You have until March 28th to check out the incredible art at the Workman Arts’ Being Scene exhibit.
What makes this show unique is that it features work created by artists with lived experience of mental health and addiction issues who have received services from CAMH. As such, Being Scene always blows open conversation about the relationship between creative expression and our mental wellbeing,; it’s a discussion we’re very much interested in.
Jenny Chen is one of the many local artists participating and she shares with us how painting has helped her battle depression. For this particular show, she has used watercolours to channel and illustrate the wide range of big emotions brought on by the pandemic, and all the other issues that have come to light because of it.
What did the show’s theme ‘To Speak Without Speaking’ make you want to explore?
The complexity of feelings. The show allowed me to translate that concept through creating a series of watercolour paintings. The paintings include the motif of plants, flowers, vases, snakes and insects. The vases to me have long represented the body, and now the plant fractal patterns refer to the heart (usually placed at the core of the vase) and its extended vines and roots are like the veins and nervous system.
How has the pandemic impacted your creativity?
The pandemic impacted my creativity by keeping me more focused on my practice. Since there were fewer things to do outside of my house, I spent a lot more time in my home studio. As a result, it gave me more time and space to self-reflect. I am fortunate enough to say that the pandemic has helped with the development of my work for those reasons.
How does art support your mental health?
When I was severely depressed about three years ago, making art was my only outlet.

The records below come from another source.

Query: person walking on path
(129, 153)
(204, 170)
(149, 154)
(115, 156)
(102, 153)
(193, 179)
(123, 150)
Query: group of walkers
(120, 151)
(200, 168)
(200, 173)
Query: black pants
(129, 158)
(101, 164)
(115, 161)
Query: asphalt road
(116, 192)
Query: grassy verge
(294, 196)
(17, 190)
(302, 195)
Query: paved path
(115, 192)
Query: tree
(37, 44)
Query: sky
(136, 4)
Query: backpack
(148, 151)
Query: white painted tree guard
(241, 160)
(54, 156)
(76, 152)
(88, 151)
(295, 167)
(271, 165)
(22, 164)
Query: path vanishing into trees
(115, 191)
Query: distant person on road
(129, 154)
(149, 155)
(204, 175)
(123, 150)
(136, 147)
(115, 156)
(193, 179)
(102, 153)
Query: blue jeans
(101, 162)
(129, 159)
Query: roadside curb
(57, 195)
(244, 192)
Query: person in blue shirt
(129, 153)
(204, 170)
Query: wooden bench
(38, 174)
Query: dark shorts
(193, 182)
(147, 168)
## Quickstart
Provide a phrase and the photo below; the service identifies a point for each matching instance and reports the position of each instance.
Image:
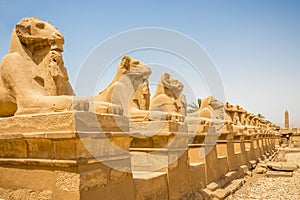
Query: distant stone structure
(118, 144)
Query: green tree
(193, 107)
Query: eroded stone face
(168, 97)
(128, 93)
(33, 76)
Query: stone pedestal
(162, 148)
(65, 156)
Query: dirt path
(262, 187)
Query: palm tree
(193, 107)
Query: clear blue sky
(255, 44)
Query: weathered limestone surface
(118, 144)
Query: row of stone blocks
(81, 155)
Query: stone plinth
(65, 156)
(162, 149)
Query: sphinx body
(33, 78)
(128, 93)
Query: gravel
(261, 187)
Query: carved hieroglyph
(168, 97)
(33, 76)
(128, 93)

Now that I am doing much better mentally, my creation process remains something that grounds me. It’s a way for me to release negative emotions or make sense of feelings I don’t understand. I also believe that art is a direct reflection of the artist’s inner world. Now that I am doing better well mentally, I see more light and love in my work compared to my earlier work where it was dark and chaotic.
What’s a lesson or philosophy that is currently guiding your artistic practice?
My watercolour paintings are hugely influenced by traditional Chinese paintings. Elements I admire from those paintings that I also find in my work are a good sense of balance and bold brush strokes.